当前位置:网站首页>Memtable for leveldb source code analysis
Memtable for leveldb source code analysis
2022-07-01 05:18:00 【Ethan97】
Preface
LevelDB It's a google Very efficient kv database .
LevelDB Adopted LSM tree It achieves efficient write operation and good read performance .LSM tree namely The Log-Structured Merge-Tree, It fully considers the slow random read and write speed of the disk , As far as possible, it ensures that the key value is only written to the disk in sequence during the insertion process , Without performing seek 、 Expensive operations such as moving heads .LSM tree It mainly consists of two data structures , One is memory resident memtable, The second is saved to disk sstable.LSM tree Introduction to , See also introduction to LSM.
- LevelDB Maintain in memory
memtableRecord recent writes (kTypeValue) And delete operations (kTypeDeletion); - When in memory
memtableAfter reaching a certain size , It will be saved assstable.
In this paper, LevelDB Of memtable Realization .
memtable
memtable Maintenance recently occurred in LevelDB Write operations for . Its bottom layer adopts a kind of O(logn) Find and insert data structures with time complexity :Skip List, The following is a brief introduction to its concept .

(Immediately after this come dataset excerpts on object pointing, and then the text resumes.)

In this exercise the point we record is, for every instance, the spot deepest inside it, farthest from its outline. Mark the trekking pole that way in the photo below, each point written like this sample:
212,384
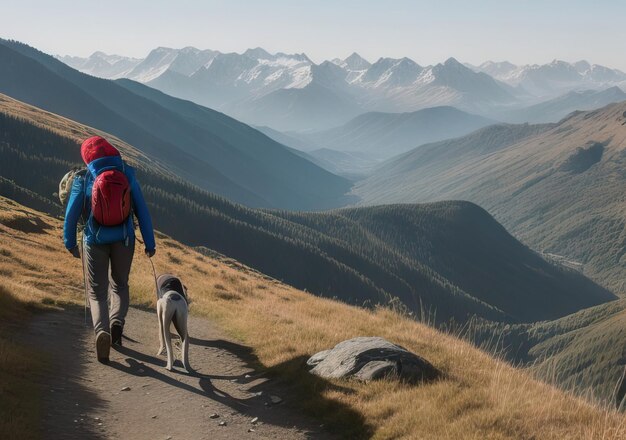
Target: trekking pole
82,260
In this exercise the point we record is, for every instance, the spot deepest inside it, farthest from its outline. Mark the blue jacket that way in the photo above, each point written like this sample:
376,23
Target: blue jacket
80,204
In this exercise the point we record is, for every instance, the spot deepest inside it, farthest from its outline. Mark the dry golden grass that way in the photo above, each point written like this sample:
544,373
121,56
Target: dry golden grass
479,398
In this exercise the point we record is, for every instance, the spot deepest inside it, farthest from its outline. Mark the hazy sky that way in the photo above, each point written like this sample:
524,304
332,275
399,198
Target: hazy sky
533,31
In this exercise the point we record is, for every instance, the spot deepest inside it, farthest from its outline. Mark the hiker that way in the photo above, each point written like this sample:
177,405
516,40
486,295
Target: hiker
107,197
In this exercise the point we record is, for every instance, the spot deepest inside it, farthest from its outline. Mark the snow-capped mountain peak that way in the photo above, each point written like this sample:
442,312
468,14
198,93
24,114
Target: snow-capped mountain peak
355,62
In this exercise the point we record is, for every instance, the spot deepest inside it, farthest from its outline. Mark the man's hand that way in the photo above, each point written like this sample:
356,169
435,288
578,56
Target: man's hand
75,252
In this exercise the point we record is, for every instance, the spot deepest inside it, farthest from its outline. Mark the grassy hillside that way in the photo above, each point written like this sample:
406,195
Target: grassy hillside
561,188
384,135
557,108
424,257
584,352
202,146
477,398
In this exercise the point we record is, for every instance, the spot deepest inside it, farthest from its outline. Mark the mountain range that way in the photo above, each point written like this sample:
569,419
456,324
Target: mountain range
290,92
383,135
205,147
422,258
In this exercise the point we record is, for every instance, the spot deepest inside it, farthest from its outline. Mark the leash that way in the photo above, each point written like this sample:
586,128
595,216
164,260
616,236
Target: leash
156,285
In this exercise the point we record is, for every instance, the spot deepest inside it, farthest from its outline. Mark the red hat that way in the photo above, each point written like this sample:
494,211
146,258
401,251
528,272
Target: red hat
96,147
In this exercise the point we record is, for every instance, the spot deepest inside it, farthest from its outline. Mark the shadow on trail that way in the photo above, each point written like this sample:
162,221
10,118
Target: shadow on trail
289,380
68,403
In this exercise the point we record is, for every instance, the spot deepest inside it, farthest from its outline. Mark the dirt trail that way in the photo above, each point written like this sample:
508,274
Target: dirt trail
83,399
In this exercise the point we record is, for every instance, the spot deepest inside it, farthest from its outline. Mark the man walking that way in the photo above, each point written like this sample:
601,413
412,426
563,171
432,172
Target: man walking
107,197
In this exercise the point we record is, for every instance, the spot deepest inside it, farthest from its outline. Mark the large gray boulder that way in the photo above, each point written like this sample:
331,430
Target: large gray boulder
369,358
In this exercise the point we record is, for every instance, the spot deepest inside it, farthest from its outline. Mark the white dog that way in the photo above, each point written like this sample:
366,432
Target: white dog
172,308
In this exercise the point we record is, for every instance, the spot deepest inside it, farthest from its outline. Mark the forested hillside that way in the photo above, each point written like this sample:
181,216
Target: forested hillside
448,260
559,188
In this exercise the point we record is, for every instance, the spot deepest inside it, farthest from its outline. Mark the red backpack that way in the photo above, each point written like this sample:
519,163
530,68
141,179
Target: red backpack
110,198
110,194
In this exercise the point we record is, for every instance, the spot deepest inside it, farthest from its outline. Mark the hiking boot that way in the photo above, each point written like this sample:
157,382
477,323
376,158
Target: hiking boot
103,347
116,333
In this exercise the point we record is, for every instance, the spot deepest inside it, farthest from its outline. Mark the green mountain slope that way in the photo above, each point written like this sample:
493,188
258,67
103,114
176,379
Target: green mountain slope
584,352
560,188
202,146
449,259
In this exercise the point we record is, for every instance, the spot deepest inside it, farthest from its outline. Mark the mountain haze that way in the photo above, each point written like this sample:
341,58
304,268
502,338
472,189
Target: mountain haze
383,135
422,257
202,146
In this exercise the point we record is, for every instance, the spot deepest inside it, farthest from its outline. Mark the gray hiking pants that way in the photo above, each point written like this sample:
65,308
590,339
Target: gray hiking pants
107,267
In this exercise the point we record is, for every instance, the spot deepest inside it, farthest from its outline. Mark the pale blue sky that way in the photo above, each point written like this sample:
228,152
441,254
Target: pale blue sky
532,31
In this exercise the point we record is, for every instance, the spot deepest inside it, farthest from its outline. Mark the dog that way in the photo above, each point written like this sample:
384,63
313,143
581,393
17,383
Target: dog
172,308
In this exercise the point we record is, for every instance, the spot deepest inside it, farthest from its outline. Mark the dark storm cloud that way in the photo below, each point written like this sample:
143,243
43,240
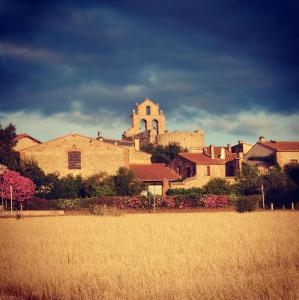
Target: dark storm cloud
217,56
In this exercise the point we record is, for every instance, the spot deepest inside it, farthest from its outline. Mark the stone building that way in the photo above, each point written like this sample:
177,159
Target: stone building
241,147
80,155
193,141
149,126
197,169
156,176
146,116
24,141
265,154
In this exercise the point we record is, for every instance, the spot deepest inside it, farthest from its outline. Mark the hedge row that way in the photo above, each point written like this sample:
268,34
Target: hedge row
241,203
135,202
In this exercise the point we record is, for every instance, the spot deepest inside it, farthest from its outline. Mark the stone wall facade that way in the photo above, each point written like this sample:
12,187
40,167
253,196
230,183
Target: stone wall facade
149,114
195,175
24,143
284,158
190,140
95,156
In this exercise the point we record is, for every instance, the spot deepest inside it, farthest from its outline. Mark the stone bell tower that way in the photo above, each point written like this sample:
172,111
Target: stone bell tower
146,116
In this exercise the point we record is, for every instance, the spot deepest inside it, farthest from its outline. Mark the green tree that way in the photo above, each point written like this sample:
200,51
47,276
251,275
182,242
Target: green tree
279,187
126,184
292,170
248,181
98,185
8,156
218,186
31,169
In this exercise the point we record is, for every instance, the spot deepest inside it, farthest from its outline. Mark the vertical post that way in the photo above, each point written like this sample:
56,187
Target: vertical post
10,189
263,196
154,198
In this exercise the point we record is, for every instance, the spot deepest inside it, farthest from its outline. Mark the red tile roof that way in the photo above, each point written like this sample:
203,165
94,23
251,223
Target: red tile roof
217,152
118,142
153,172
282,146
25,135
202,159
230,156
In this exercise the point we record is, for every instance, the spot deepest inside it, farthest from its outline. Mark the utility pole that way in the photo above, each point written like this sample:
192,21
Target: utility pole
10,189
154,198
2,203
263,196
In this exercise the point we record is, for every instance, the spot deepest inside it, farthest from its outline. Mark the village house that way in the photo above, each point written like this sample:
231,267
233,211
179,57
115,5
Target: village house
197,169
25,141
265,154
156,176
80,155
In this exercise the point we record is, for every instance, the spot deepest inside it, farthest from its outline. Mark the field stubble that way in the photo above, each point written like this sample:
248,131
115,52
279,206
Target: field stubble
221,255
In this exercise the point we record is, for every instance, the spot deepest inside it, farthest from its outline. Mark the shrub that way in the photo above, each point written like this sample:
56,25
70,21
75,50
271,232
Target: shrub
217,186
181,191
68,204
23,188
246,203
41,204
104,210
215,201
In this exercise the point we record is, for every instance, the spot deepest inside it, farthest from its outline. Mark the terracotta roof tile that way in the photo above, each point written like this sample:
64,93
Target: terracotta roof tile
202,159
24,135
153,172
282,146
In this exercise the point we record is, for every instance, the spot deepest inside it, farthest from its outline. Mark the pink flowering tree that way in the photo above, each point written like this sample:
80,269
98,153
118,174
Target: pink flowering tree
23,188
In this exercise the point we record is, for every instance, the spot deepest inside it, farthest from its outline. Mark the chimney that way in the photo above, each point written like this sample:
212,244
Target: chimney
262,139
136,144
222,153
212,152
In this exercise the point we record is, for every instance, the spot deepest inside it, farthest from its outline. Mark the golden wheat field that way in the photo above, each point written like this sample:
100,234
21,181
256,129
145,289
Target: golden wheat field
221,255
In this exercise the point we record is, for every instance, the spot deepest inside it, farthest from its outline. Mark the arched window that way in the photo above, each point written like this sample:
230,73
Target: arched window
148,110
155,125
74,160
143,125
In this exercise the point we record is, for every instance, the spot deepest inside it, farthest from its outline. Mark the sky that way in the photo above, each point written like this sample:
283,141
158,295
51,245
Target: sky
228,67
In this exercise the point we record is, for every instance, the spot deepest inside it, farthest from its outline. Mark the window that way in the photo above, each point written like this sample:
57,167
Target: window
155,125
148,110
74,160
143,125
208,170
178,169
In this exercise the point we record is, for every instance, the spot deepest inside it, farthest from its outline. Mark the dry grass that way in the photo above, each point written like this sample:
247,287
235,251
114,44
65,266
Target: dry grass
222,255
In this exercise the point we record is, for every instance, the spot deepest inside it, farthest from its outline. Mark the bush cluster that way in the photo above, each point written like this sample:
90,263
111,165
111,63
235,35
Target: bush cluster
215,201
246,203
127,202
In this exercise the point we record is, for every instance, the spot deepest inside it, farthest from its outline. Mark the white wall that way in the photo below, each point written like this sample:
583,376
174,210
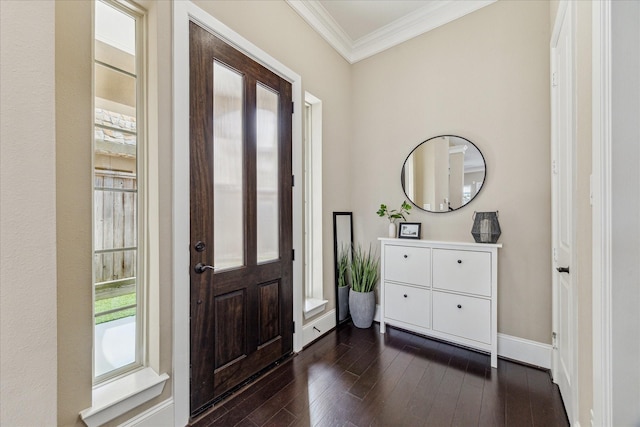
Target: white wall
28,355
626,212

Skip List There are multiple layers , At the bottom is a well ordered linked list .
Skip list Lookup
- As shown in the figure above , Suppose you want to find 9, When looking for , From the top , Find the first one that is just less than 9 The node of , Here for 1;
- Because of the node 1 There are no more nodes after , Go down one floor , Repeat the process , Arrival node 6;
- Go on down one floor , And then look forward to , arrive 9, That is, find the target node .
Skip list Insertion
Skip list The process of inserting is similar to that of searching , But in the process of finding the insertion location , You need to record the nodes you pass “ route ”, When the insertion position is found , Walk vertically to the ground floor , Insert the new node into . Then go back layer by layer “ Node path ”, The first i+1 The nodes of the layer have a fixed probability p Extend to the upper layer .

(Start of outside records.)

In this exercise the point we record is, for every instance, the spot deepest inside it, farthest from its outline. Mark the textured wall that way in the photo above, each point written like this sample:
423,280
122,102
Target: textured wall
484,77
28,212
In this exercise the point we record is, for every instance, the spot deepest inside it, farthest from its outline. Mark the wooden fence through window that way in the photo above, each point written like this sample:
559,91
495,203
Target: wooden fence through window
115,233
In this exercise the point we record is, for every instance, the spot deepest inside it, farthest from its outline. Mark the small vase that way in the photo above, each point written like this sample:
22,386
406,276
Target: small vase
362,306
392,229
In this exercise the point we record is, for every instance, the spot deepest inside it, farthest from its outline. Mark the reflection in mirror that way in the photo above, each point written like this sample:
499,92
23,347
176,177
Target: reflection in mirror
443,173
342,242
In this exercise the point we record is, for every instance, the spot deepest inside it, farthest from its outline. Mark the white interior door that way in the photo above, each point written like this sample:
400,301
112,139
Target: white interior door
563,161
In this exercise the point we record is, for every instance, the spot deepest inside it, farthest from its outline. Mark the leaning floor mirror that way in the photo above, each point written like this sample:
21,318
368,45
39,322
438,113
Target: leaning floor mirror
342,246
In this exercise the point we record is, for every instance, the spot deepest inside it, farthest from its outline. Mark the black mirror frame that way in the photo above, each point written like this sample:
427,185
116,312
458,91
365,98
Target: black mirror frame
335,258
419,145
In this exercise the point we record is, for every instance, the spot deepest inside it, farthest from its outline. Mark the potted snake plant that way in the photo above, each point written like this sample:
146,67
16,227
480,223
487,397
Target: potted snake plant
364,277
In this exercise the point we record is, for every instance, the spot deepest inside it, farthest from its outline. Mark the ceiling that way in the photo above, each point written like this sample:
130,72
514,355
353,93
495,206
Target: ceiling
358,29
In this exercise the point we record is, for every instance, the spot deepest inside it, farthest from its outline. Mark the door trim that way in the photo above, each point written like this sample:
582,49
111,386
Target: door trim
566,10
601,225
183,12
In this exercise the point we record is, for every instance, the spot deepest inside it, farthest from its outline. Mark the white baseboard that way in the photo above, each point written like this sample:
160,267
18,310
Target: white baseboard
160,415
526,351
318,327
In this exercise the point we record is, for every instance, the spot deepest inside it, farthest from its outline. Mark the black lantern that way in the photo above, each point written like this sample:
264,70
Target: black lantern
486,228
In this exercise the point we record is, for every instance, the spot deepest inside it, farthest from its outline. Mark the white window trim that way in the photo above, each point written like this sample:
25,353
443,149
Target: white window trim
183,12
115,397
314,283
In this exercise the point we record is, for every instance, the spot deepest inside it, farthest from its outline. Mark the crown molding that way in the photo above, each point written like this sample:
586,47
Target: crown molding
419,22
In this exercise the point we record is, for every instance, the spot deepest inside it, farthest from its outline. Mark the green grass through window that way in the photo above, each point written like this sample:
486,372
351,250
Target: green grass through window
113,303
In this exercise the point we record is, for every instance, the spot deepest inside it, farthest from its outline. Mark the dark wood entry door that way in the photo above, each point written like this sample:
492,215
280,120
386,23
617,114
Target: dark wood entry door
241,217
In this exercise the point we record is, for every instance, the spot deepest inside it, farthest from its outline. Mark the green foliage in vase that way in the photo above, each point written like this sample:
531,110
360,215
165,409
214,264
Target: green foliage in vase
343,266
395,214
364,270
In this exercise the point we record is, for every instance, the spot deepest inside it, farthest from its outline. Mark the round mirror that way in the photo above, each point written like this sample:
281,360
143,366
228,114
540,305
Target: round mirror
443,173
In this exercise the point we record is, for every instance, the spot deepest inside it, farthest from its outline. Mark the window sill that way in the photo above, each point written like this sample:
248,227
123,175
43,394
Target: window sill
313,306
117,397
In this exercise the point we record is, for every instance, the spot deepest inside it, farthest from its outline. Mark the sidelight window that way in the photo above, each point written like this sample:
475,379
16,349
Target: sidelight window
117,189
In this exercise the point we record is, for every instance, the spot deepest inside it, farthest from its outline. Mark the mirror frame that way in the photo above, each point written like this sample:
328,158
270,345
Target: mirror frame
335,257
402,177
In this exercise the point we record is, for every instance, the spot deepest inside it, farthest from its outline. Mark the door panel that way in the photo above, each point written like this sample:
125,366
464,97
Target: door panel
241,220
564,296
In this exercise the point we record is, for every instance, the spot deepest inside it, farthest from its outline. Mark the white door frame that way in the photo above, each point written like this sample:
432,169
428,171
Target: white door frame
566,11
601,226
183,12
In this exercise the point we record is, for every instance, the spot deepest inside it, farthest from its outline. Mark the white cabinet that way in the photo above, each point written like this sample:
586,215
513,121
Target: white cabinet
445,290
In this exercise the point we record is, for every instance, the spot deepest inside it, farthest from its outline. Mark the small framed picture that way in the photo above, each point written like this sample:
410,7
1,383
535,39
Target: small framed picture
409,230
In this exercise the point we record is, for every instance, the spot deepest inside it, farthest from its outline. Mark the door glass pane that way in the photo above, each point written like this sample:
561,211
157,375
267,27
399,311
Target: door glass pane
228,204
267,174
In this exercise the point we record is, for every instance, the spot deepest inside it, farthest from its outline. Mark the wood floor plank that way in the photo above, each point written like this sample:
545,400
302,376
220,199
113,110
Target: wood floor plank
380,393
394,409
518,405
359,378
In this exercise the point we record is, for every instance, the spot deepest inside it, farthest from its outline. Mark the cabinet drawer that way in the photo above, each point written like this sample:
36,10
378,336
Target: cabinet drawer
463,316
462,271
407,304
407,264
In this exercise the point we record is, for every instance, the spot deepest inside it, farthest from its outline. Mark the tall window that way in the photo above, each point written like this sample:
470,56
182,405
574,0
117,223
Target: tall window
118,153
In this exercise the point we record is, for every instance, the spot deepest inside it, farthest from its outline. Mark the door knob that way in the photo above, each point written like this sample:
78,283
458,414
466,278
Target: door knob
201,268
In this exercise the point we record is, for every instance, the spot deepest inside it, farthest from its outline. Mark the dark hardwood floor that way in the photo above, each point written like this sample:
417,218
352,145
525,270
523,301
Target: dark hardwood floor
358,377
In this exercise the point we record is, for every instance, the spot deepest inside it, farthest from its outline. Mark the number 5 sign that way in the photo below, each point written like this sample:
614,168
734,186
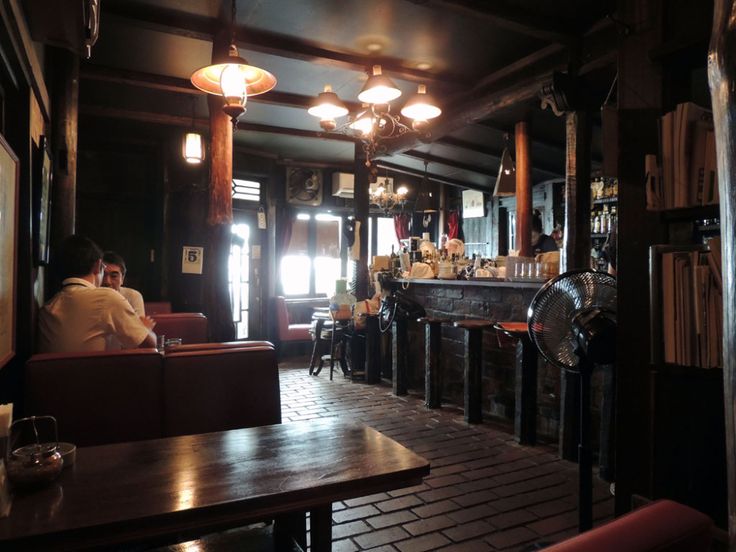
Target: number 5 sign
191,260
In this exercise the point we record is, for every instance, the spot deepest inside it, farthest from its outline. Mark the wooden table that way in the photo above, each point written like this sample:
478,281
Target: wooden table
161,490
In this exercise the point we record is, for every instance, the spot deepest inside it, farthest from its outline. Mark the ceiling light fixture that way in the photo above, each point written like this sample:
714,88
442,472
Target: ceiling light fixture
375,124
231,77
385,199
193,143
506,179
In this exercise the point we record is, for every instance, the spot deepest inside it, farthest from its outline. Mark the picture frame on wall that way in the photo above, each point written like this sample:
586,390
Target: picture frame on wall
9,174
42,179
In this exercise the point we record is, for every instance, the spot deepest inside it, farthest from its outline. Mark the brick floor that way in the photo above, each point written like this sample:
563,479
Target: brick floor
484,492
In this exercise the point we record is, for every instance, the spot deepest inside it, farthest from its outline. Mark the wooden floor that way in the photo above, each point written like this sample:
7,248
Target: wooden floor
485,492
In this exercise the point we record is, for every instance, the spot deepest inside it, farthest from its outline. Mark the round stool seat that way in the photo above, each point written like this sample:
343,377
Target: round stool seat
473,324
433,320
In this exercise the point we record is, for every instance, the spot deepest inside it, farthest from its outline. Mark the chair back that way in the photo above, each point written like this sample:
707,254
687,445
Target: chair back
220,389
98,398
157,307
191,327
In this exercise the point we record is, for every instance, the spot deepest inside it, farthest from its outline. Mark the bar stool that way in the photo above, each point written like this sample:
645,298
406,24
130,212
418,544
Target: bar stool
473,393
525,416
432,360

On average , Each node appears in 1/(1-p) In layers .
memtable Realization
MemTable Class provides the API
// Auto increment reference count .
void Ref() {
++refs_; }
// Drop reference count. Delete if no more references exist.
void Unref() {
--refs_;
assert(refs_ >= 0);
if (refs_ <= 0) {
delete this;
}
}
// Back here memtable About the amount of memory space used .
size_t ApproximateMemoryUsage();
// memtable The iterator .
// The caller needs to ensure that when the iterator is alive memtable Also alive .
// This iterator returns the encoded internal key (internal key).
Iterator* NewIterator();
// Go to memtable Add a key value pair to the , Specify the serial number SequenceNumber And type .
// The type is kTypeValue Indicates that the key value pair is inserted , The type is kTypeDeletion Indicates that the key value pair is deleted .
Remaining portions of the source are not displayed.